Hollis fixed me with a look. “It’s a touch more serious than that, lad. The Prophet has enemies—deluded wrecks whose only worth is sacrificial. If they can’t strike The Prophet directly, they’ll strike at those close to him.”

“Where at?”

“One of the downtown establishments. The Manger.”

“Fun,” I said.

“The Prophet appreciates your sacrifice,” Hollis said dryly.

The Manger

Babysitting duty.

The car: special issue, picked up at Central Dispatch. A stretch Buick: bomb-proof floor plates, reinforced chassis, self-sealing tires, bulletproof glass.

I pulled up at a quarter past seven: with midnight curfew, a night on the town gets started early. I nodded to the pair of off-duty officers at the gate and rolled down the crushed gravel drive to the estate. The healthy oaks stunned me: we’d been on water ration for years. Last summer’s drought turned every tree in the city into husks.

The mansion: 120 rooms, banquet hall, gold-trimmed toilet fixtures—or so I’ve heard. The courtyard was dominated by a fountain: a statue of The Prophet, twenty feet high and carved from alabaster marble, water welling from his cupped palms. The plaque at its base read
BESTOWER OF ALL THINGS
.

A trio waited at the top of the terrace stairway. The Prophet’s eldest daughter and a pair of famished sycophants.

Eve, the daughter: tall and lithe and gorgeous in a white evening dress. A gold crucifix drew attention to her cleavage. Her constant companion, a teacup Chihuahua named Erasmus, sat in a handbag at the end of her arm. A crucifix had been bleached into the fur between the little dog’s eyes.
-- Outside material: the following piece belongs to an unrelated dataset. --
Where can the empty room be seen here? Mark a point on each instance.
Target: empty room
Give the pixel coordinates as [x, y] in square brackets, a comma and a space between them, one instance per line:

“You’re late,” she said as I opened the car door for her.

I tipped an invisible chauffeur’s cap. “Forgive me.”

She disappeared into the backseat, flanked by her human lapdogs: two girls as skinny as tent poles, arms jutting from the puffy sleeves of taffeta gowns. They looked identical: when people reach a critical point of malnutrition, they all look the same. Their heads were just skulls wrapped in crepe paper.

I piloted the Buick into the city. The sun sank over the downtown core, reflecting off the skyscrapers. I cut down Gilead to Iscariot, skirting Kiketown. A thirty-foot-tall razor wire fence ran round the ghetto’s perimeter: Jews were permitted to work in the city proper but otherwise confined from ten o’clock at night until five the following morning within their ghetto.

“Jimmy Saint Kincaid is playing tonight,” I heard Eve say. “I simply
adore
him.”

“Oh, yes,” said one of the taffeta-clad hand puppets. “He is
sooo
pious.”

“Have you heard his newest song,” said Eve, “‘Nailz Thru My Palms’?”

“Love it, just love it,” the other hand puppet said. “I can feel the Lord’s love shining through his music.”

“Eehhh.” Eve sounded bored. “He’s got a great ass, give him that.”

The two hand puppets covered their mouths, shocked. They sat on either side of Eve: a pair of spindle-thin bookends. The Prophet’s wife, Effie—The Immaculate Mother, Virgin Mother of The One Child—was their idol. The Immaculate Mother looked like a driftwood skeleton; she was so wan you could see her facial veins magnified on the three-storey SuperChurch JumboTron TV every week.